Por último, la profesora y crítica literaria Leonor María Martínez Serrano, en “VN, o el ejercicio lúcido de la crítica de arte”, profundiza en el objetivo de no ser un crítico profesional, sino uno amateur, en el mejor sentido de la palabra, cuya “mirada lúcida y fresca [es] capaz de captar matices que tal vez pasen desapercibidos a los historiadores o críticos de arte profesionales”.
Amante de los libros que nos habla de su amor, las observaciones del autor de Sonetos como pueblos (1989) sobre arte son sagaces. Se ocupa de los movimientos más imperceptibles, sin pretensiones, con una intensidad inaudita, lo mismo del catálogo de la exposición “Tríada” de Juan Vicente Zafra Polo (1991), como del aguafuerte de Manolo Gil “La Ribera” (1992) o los “Paisajes de Ipagro y Poley” de Lorenzo Marqués Repiso-Muñoz.
Sostiene el autor de Teselas: “Picasso ha sido toda la luz de Málaga, como jamás ser alguno fuera capaz de apresarla; el sol total que habría que reinventar la tiniebla tectónica de las formas, el humanismo del asalto a lo impenetrable”. Lo mismo podría haber dicho de sí mismo y su forma de registrar y clasificar sus pensamientos al mismo tiempo que arroja luz a través de sus apotegmas ex cathedra.
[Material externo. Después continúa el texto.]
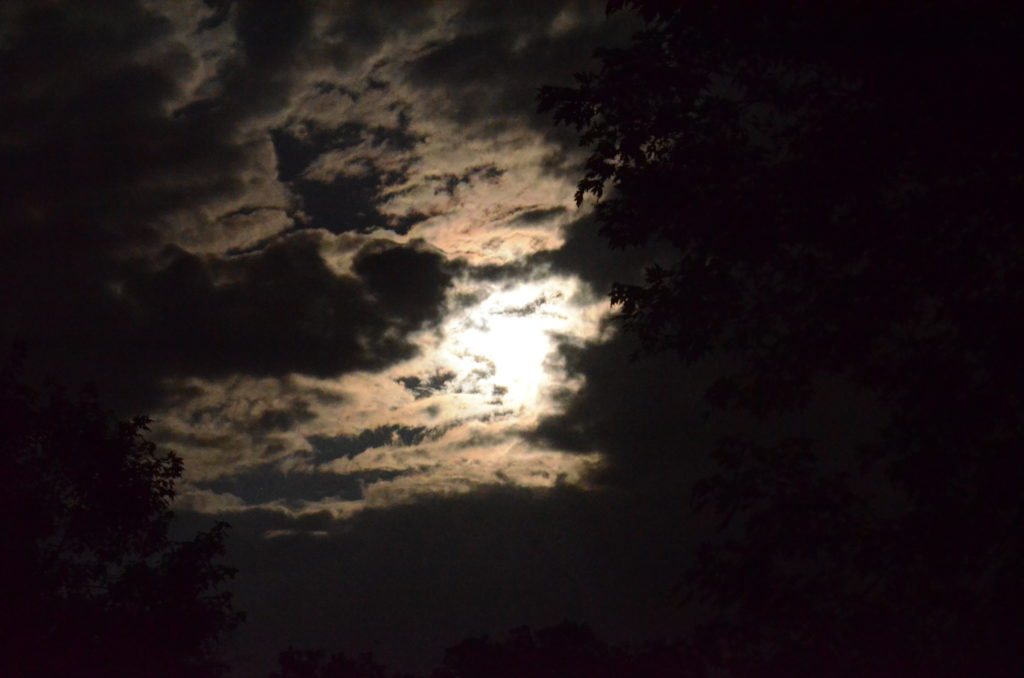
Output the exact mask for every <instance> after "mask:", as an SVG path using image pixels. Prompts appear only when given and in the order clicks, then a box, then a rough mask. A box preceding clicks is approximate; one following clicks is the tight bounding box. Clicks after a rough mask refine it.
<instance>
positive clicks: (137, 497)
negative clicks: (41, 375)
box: [0, 361, 241, 677]
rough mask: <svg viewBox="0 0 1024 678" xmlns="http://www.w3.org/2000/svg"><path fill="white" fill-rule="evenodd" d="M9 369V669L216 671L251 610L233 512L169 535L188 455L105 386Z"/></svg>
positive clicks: (2, 482)
mask: <svg viewBox="0 0 1024 678" xmlns="http://www.w3.org/2000/svg"><path fill="white" fill-rule="evenodd" d="M18 363H19V362H18V361H12V362H11V363H9V364H8V365H6V366H5V367H4V368H3V370H2V374H0V446H2V447H0V454H2V456H3V457H2V474H0V502H2V507H0V508H2V514H3V515H4V527H3V542H4V544H3V553H4V556H3V570H4V579H3V584H2V587H3V603H2V612H0V613H2V617H3V620H4V624H3V634H2V640H0V643H2V647H0V675H5V676H25V677H31V676H97V677H98V676H104V677H108V676H128V675H131V676H153V677H158V676H218V675H221V674H222V673H223V671H224V669H225V667H223V666H221V665H220V664H218V663H217V662H216V661H215V660H214V659H213V650H214V648H215V643H216V641H217V640H218V639H219V638H220V637H221V635H222V634H223V633H224V632H226V631H227V630H228V629H230V628H231V627H232V626H234V625H236V624H237V623H238V622H239V621H240V619H241V616H240V615H239V613H237V612H234V611H232V609H231V605H230V596H229V594H227V593H225V592H223V591H222V590H221V586H222V585H223V584H224V582H225V581H226V580H227V579H229V578H230V577H231V576H233V570H232V569H231V568H229V567H225V566H223V565H221V564H218V562H217V558H218V556H220V555H221V553H222V551H223V538H224V534H225V528H226V525H224V524H223V523H219V524H217V525H216V526H214V527H213V528H212V529H210V531H209V532H205V533H201V534H199V535H197V536H196V537H195V538H194V539H193V540H190V541H185V542H174V541H171V540H170V539H169V535H168V528H169V522H170V519H171V512H170V510H169V503H170V501H171V499H172V498H173V496H174V481H175V480H176V479H177V478H178V477H179V476H180V474H181V471H182V464H181V460H180V459H178V458H177V457H175V456H174V455H173V454H171V453H165V452H162V451H159V450H158V449H157V448H156V446H155V444H154V443H153V442H150V441H148V440H146V439H145V438H144V437H143V433H144V431H145V427H146V423H147V421H148V420H147V419H146V418H144V417H137V418H135V419H132V420H130V421H118V420H117V419H116V418H115V417H114V416H113V415H112V414H111V413H110V412H108V411H105V410H103V409H102V408H101V407H100V406H99V405H98V404H97V401H96V399H95V396H94V395H93V394H90V393H84V394H83V395H82V396H80V397H75V398H73V397H70V396H68V395H67V394H65V393H62V392H60V391H58V390H56V389H50V392H49V393H48V395H46V396H44V395H41V394H40V393H38V392H37V391H35V390H34V389H32V388H30V387H29V386H27V385H26V384H25V383H23V381H22V379H20V378H19V372H20V370H19V368H18Z"/></svg>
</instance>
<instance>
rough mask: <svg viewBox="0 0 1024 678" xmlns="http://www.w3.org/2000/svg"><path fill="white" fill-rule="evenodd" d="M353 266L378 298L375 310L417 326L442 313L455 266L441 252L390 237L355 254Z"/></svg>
mask: <svg viewBox="0 0 1024 678" xmlns="http://www.w3.org/2000/svg"><path fill="white" fill-rule="evenodd" d="M353 269H354V270H355V272H356V273H358V276H359V278H361V279H362V281H364V282H365V283H366V285H367V288H368V290H369V292H370V294H371V295H372V296H373V299H374V301H375V302H376V305H375V310H376V311H377V312H379V313H383V314H385V315H386V316H387V317H389V319H392V320H394V321H395V322H397V323H399V324H400V326H401V327H415V326H418V325H420V324H422V323H425V322H436V321H437V320H439V317H440V311H441V307H442V303H443V301H444V291H445V289H446V288H447V286H449V284H450V283H451V282H452V269H451V267H450V266H447V265H446V264H445V263H444V260H443V258H442V257H441V255H440V254H438V253H436V252H432V251H427V250H423V249H419V247H417V246H416V244H414V246H413V247H398V246H395V245H393V244H392V243H389V242H387V241H378V242H377V243H373V244H371V245H368V246H367V247H365V248H364V249H362V251H360V252H359V254H358V255H356V257H355V263H354V265H353Z"/></svg>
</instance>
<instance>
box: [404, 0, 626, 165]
mask: <svg viewBox="0 0 1024 678" xmlns="http://www.w3.org/2000/svg"><path fill="white" fill-rule="evenodd" d="M560 22H563V24H562V25H561V26H560V25H559V23H560ZM627 24H628V20H627V19H626V18H625V17H623V16H620V15H616V16H614V17H612V19H611V20H607V19H606V17H605V15H604V11H603V6H602V5H601V3H593V2H564V3H553V2H542V1H536V2H488V3H477V4H472V3H471V4H470V5H468V6H467V7H466V8H465V9H464V11H462V12H461V13H460V14H459V15H458V16H457V17H456V18H455V20H453V22H452V24H451V26H452V28H454V29H455V30H456V32H457V33H456V35H455V37H453V38H452V39H450V40H446V41H439V42H437V43H436V44H435V45H433V46H432V48H431V49H429V50H427V51H426V52H425V53H424V54H422V55H420V56H418V57H417V58H415V59H413V60H411V61H410V62H409V63H408V65H407V72H408V75H409V78H410V79H411V81H412V82H413V83H414V84H416V85H418V86H421V87H425V88H436V87H443V88H445V89H446V90H449V91H451V92H452V95H451V96H450V101H451V103H452V109H451V111H450V113H451V114H453V115H454V116H455V117H456V118H457V119H458V120H460V121H464V122H467V123H469V122H479V121H481V120H485V119H488V118H489V119H493V120H492V122H493V123H497V122H498V121H499V120H501V119H508V118H512V117H517V118H521V119H525V120H527V121H531V123H532V124H536V125H537V127H538V128H541V129H543V131H544V132H546V133H551V138H555V137H556V136H557V135H558V131H557V130H553V128H552V127H551V125H550V124H549V122H548V121H547V120H546V119H542V118H541V117H540V116H536V109H537V90H538V88H539V87H540V85H541V84H546V83H543V82H540V81H539V79H538V77H539V74H546V76H547V77H548V78H550V79H552V80H553V81H561V80H564V79H567V78H570V77H571V74H572V73H575V72H579V71H583V70H586V68H588V67H589V66H591V63H590V55H591V53H592V52H593V50H594V49H595V48H596V47H597V46H598V45H601V46H610V45H613V44H616V43H621V42H622V41H623V38H624V36H626V35H628V32H627V31H626V30H625V26H626V25H627ZM550 84H557V82H552V83H550ZM565 140H566V141H567V140H568V137H567V136H566V137H565ZM572 144H573V145H574V141H573V142H572Z"/></svg>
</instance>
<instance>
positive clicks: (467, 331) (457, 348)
mask: <svg viewBox="0 0 1024 678" xmlns="http://www.w3.org/2000/svg"><path fill="white" fill-rule="evenodd" d="M578 285H579V282H578V281H577V280H575V279H573V278H564V277H552V278H548V279H545V280H542V281H536V282H525V283H518V284H515V285H511V286H502V285H495V286H493V287H490V289H486V290H483V291H482V296H483V298H482V299H481V300H480V301H479V302H477V303H475V304H472V305H469V306H467V307H465V308H463V309H460V310H457V311H454V312H453V313H451V314H450V315H449V317H447V319H446V321H445V323H444V324H443V326H442V328H441V333H442V337H443V338H442V340H441V342H440V344H439V346H438V347H437V353H436V355H437V359H438V362H439V363H440V365H441V366H443V368H444V369H446V370H449V371H450V372H451V373H452V374H454V375H455V377H454V378H453V379H452V381H451V384H452V385H451V388H452V389H454V390H455V392H462V393H475V394H478V395H480V396H483V398H485V400H486V404H487V405H490V406H497V405H500V406H501V407H502V408H503V409H505V410H508V411H511V412H513V413H515V414H516V415H517V417H518V418H520V419H531V418H534V417H536V416H537V415H538V414H540V413H541V412H542V411H543V410H544V409H545V405H546V402H547V400H548V398H547V396H548V395H549V391H550V389H551V387H552V386H553V385H554V383H555V382H556V381H557V380H558V376H559V375H558V374H557V373H558V371H559V370H558V366H557V365H556V364H555V359H554V358H556V357H557V352H556V343H555V338H556V337H565V336H573V335H575V336H588V335H592V334H593V333H594V332H595V327H594V326H595V323H594V320H593V319H592V317H590V316H589V314H588V313H587V312H586V309H585V308H581V307H579V306H575V305H573V304H572V303H571V302H570V299H572V298H573V296H574V294H575V292H577V287H578ZM478 294H480V293H478ZM477 407H479V405H478V406H477ZM474 409H475V408H474Z"/></svg>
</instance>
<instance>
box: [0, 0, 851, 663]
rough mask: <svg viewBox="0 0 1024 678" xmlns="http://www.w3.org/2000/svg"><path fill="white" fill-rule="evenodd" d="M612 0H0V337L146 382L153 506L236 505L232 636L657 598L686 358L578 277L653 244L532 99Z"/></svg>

Concluye Martínez Serrano: “Todos estos escritos de tersa prosa poética nos desvelan a un autor atento a los matices expresivos de la lengua, arma de precisión cognoscitiva y de comunicación. Encarnan el ejercicio lúcido de la crítica de arte que frecuentó VN, que holló los caminos de la poesía, del sofisma y del ensayo en busca del sentido último de las cosas, siempre atento a la irresistible llamada del arte, sensible a cada instante a su poder emancipador como herramienta de conocimiento de nosotros mismos y del mundo del que formamos parte”.